全力で横っ飛びすれば突進は避けられる。だけど、白君の警棒による攻撃までは避けることができない……!
「くっ、どうすれば……!」
「勇気! これを使え!」
冬至が僕に向けて、何かを投げて来た。
「サンキュー冬至!」
すかさず右手でキャッチする僕。
普段は全く役に立たないどころか邪魔ばかりしてくる悪友だけど、本当にピンチの時は助けてくれる頼もしい奴……。
←どんぐり
……これでどうしろというんだ。
「あとは任せた!」
「まって、ゴミだけ渡して逃げようとしないで!」
なぜ、どんぐりを渡しただけで『これでもう大丈夫だな?』って表情ができるんだ……⁉︎
「ふん、お前は本当にバカだな、それがただのどんぐりに見えるのか?」
「そ、そうだよね、このタイミングで渡すんだからただのどんぐりなわけが……」
「帽子がついているじゃないか」
←帽子付きどんぐり
……だからなんだっていうんだ。
「よし、いけるな」
「いけるわけないだろ! くそう!」
こいつに頼ってちゃ、命が何個あっても足りない!
足元に落ちていた木の枝を拾い、羊に向かって構える僕。
「はあぁあ!」
突進を全力の横っ飛びで、なんとか避ける。
そして、木の枝を両手で横に持ち、振り下ろしてきた警棒を防御する。
突進のスピードが乗った警棒の一撃は思ったよりも重く、両手はじんじんと痛み木の枝は真っ二つに折れてしまった。

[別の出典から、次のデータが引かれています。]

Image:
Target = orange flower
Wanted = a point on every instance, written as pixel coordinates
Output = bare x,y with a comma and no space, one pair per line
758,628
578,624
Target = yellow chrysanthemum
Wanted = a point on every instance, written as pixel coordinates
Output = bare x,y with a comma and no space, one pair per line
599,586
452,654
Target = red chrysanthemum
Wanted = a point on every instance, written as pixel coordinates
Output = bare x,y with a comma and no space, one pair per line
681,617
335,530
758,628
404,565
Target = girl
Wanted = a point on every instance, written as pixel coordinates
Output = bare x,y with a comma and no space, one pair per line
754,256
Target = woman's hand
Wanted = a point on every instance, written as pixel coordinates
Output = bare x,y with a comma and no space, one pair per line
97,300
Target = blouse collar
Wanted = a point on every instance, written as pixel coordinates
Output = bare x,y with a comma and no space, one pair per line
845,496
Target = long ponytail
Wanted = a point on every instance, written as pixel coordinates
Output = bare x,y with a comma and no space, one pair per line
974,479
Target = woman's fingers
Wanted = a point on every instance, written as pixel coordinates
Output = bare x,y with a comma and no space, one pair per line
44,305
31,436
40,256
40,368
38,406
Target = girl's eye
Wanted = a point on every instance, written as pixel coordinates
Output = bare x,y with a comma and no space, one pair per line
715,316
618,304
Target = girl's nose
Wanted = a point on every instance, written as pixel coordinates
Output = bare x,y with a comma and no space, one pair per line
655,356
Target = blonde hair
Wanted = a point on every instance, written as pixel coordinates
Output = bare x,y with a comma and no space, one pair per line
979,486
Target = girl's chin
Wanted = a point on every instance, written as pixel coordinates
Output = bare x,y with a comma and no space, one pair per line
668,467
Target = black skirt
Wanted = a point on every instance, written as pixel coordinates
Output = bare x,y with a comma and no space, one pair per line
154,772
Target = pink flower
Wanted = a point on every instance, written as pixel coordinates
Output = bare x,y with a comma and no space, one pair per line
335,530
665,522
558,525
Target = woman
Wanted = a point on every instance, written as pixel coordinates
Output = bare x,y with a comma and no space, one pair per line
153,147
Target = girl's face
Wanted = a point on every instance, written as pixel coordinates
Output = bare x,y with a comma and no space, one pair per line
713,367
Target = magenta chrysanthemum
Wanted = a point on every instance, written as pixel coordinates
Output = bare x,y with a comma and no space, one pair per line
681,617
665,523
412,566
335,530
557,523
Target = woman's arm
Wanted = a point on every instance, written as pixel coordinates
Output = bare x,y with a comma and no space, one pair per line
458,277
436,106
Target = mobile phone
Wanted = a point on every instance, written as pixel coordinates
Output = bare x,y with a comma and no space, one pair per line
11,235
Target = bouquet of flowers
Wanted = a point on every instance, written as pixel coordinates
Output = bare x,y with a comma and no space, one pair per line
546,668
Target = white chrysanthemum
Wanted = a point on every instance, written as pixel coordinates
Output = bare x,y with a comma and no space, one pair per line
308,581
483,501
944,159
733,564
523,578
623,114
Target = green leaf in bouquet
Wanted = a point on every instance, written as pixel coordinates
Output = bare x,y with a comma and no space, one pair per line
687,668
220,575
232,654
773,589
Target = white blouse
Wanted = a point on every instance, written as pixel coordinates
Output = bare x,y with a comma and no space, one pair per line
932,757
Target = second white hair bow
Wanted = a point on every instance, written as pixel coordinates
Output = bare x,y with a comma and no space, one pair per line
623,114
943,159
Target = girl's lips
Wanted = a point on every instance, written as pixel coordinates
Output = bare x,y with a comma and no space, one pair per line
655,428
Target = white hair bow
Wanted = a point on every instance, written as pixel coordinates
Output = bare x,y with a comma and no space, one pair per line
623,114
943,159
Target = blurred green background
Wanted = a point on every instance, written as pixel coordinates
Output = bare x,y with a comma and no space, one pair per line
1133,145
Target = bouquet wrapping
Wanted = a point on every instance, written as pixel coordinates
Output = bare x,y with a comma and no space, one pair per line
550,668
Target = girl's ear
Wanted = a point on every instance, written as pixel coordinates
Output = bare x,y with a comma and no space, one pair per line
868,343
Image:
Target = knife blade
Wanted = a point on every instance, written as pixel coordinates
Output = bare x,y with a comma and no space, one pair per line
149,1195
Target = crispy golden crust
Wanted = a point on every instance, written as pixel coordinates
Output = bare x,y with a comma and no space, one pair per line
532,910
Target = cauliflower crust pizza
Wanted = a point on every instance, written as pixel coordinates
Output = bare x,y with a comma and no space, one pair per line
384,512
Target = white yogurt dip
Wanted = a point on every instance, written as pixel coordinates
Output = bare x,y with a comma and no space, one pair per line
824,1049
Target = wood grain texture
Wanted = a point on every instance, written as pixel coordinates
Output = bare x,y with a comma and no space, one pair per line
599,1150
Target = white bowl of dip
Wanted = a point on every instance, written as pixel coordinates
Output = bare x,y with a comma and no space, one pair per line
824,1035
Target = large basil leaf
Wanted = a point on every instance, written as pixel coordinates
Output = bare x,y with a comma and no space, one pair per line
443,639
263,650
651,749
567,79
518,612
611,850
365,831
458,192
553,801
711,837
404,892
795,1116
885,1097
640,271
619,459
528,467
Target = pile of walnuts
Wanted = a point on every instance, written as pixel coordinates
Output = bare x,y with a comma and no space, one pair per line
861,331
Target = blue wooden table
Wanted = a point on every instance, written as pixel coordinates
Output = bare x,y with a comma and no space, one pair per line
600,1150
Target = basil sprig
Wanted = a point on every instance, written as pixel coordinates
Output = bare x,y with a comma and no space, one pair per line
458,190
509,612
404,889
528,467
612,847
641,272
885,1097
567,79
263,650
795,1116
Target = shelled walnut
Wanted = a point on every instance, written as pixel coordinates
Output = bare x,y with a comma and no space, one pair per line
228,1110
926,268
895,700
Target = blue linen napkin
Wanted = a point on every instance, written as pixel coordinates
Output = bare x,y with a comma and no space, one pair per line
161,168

「……やはり、ただの召喚士ではありませんね、身体強化魔法なしでその運動能力……。あきらかにおかしい、何かを隠してはいませんか?」
「お褒めにあずかり光栄だけど、隠していることなんて何もないよ」
「……そうですか、分かりました。では、私たちも本気であなたを倒します」
白君は目を瞑り、体内の魔力を操作し始めた。
この魔力操作はずいぶんと見覚えがある。
瞬間移動術。だけど彼の召喚獣である羊は、実際に今彼自身が乗っている。移動させる必要なんてないはずだけど……。
……いや、違う。好実と同じなんだ、彼は!
「来てください、ノーム!」
彼の、二体目の召喚獣が現れた。